Study on the Mode and Characteristics of SSOs in Hybrid AC–DC Transmission Systems via Multitype Power Supply

Abstract

The impact of subsynchronous oscillation (SSO) on grid security is becoming increasingly prominent with the rapid development of a large new energy base. However, the SSO modes and characteristics in complex power systems where series-complementary AC systems, DC systems, wind farms, and thermal power plants co-exist simultaneously are still not well understood, and relevant research has yet to be conducted. To address these issues, this study aims to investigate the SSO oscillation modes and the participation of specific influencing factors using eigenvalue and participation factor analysis.
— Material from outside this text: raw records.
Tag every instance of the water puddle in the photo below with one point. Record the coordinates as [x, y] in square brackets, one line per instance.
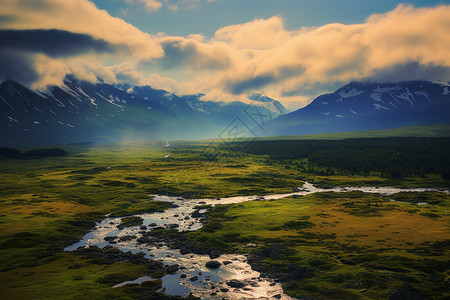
[233, 277]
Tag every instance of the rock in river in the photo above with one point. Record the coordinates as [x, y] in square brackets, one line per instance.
[235, 283]
[213, 264]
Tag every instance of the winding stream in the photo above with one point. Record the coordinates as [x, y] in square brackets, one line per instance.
[193, 276]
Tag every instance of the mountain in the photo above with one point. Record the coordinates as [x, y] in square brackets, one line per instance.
[368, 106]
[79, 111]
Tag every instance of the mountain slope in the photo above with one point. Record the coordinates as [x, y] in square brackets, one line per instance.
[79, 111]
[369, 106]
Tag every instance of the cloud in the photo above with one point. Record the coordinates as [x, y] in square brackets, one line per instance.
[82, 17]
[150, 5]
[53, 38]
[18, 66]
[258, 34]
[260, 55]
[54, 43]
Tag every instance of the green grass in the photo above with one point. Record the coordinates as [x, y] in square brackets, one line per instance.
[47, 204]
[409, 131]
[340, 245]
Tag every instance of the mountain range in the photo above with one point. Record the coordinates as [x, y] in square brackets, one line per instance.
[78, 111]
[368, 106]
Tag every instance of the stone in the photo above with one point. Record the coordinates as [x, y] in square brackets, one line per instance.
[213, 264]
[234, 283]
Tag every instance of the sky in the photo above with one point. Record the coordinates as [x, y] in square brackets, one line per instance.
[290, 50]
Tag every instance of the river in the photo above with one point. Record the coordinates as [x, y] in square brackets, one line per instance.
[194, 277]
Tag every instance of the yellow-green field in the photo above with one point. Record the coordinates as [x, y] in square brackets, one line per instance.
[357, 245]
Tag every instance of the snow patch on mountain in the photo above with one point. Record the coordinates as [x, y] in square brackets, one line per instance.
[386, 89]
[376, 97]
[350, 93]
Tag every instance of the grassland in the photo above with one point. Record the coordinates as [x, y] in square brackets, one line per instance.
[48, 203]
[341, 245]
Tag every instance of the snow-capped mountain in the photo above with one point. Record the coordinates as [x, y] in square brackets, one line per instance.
[79, 111]
[367, 106]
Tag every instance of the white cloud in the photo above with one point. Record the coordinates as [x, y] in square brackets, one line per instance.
[261, 55]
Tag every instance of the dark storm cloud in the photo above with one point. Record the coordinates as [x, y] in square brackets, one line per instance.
[17, 66]
[53, 43]
[411, 71]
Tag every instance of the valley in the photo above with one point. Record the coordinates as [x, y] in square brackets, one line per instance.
[342, 244]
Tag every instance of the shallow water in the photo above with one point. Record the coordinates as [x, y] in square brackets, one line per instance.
[209, 282]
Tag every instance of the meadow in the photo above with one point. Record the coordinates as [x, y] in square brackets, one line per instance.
[341, 245]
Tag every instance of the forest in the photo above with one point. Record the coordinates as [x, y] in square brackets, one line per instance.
[389, 157]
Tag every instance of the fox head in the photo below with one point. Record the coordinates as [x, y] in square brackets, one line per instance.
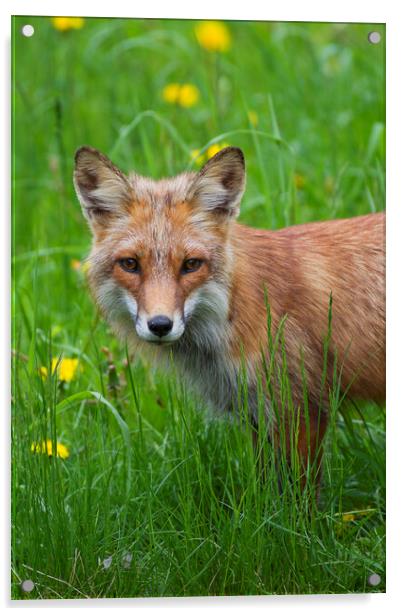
[160, 263]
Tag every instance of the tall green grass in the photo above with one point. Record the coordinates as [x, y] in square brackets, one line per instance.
[158, 497]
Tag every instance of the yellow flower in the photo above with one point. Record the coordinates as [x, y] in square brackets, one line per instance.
[185, 95]
[213, 35]
[47, 447]
[189, 95]
[348, 517]
[215, 148]
[63, 24]
[253, 117]
[66, 368]
[170, 93]
[299, 180]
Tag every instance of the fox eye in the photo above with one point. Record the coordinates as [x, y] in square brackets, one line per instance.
[129, 265]
[191, 265]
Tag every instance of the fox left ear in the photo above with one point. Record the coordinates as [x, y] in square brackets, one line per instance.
[102, 189]
[219, 186]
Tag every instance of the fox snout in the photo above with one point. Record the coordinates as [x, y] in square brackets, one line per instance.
[159, 324]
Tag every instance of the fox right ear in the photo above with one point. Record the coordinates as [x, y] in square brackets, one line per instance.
[102, 189]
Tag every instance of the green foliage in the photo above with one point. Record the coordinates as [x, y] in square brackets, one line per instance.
[171, 495]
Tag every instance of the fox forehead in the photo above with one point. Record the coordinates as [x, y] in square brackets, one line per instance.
[159, 222]
[162, 192]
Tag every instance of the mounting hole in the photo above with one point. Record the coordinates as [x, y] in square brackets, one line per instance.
[374, 37]
[27, 586]
[374, 579]
[28, 30]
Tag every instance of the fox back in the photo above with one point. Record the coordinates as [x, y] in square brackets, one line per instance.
[177, 276]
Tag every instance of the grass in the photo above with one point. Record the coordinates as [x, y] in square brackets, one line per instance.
[157, 497]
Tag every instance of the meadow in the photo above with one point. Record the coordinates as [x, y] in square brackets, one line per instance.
[123, 485]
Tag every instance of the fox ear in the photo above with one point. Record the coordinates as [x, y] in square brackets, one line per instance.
[219, 186]
[102, 189]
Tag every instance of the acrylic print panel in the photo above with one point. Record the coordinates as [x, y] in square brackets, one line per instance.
[251, 460]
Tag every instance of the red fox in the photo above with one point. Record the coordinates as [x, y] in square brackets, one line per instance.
[174, 273]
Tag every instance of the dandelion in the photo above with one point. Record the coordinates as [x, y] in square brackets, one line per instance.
[63, 24]
[189, 95]
[253, 118]
[66, 368]
[170, 92]
[185, 95]
[213, 35]
[46, 447]
[43, 372]
[299, 180]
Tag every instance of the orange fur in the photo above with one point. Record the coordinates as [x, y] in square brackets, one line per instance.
[218, 310]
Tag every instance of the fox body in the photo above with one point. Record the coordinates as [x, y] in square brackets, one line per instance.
[178, 277]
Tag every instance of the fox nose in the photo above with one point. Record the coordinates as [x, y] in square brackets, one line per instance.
[160, 325]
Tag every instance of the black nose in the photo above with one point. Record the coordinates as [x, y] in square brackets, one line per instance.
[160, 325]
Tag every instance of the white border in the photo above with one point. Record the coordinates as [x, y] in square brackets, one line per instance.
[286, 10]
Additionally, the influence of system operation mode and control parameters on the SSO characteristics is studied through eigenvalue analysis. The findings of this study suggest that multiple oscillation sources and the co-existence of various oscillation patterns in hybrid AC–DC transmission systems cause SSO problems. The SSOs arise due to inappropriate system operation or parameter selection. As the series compensation increases, the system tends to become unstable. The system stability improves when the wind power output increases or the thermal power output decreases while keeping the output power of other sources constant. On the other hand, the system stability decreases as the DC transmission power gradually decreases. In terms of the control parameters, a higher value of the inner-loop proportionality coefficient of the converter current on the rotor side of the wind turbine results in a more unstable system. However, the rotor-side converter outer loop parameters and the stator-side control loop PI parameters have a negligible effect on the oscillation frequency and damping of the system. Matlab time domain simulations are conducted to verify the accuracy of the theoretical analysis.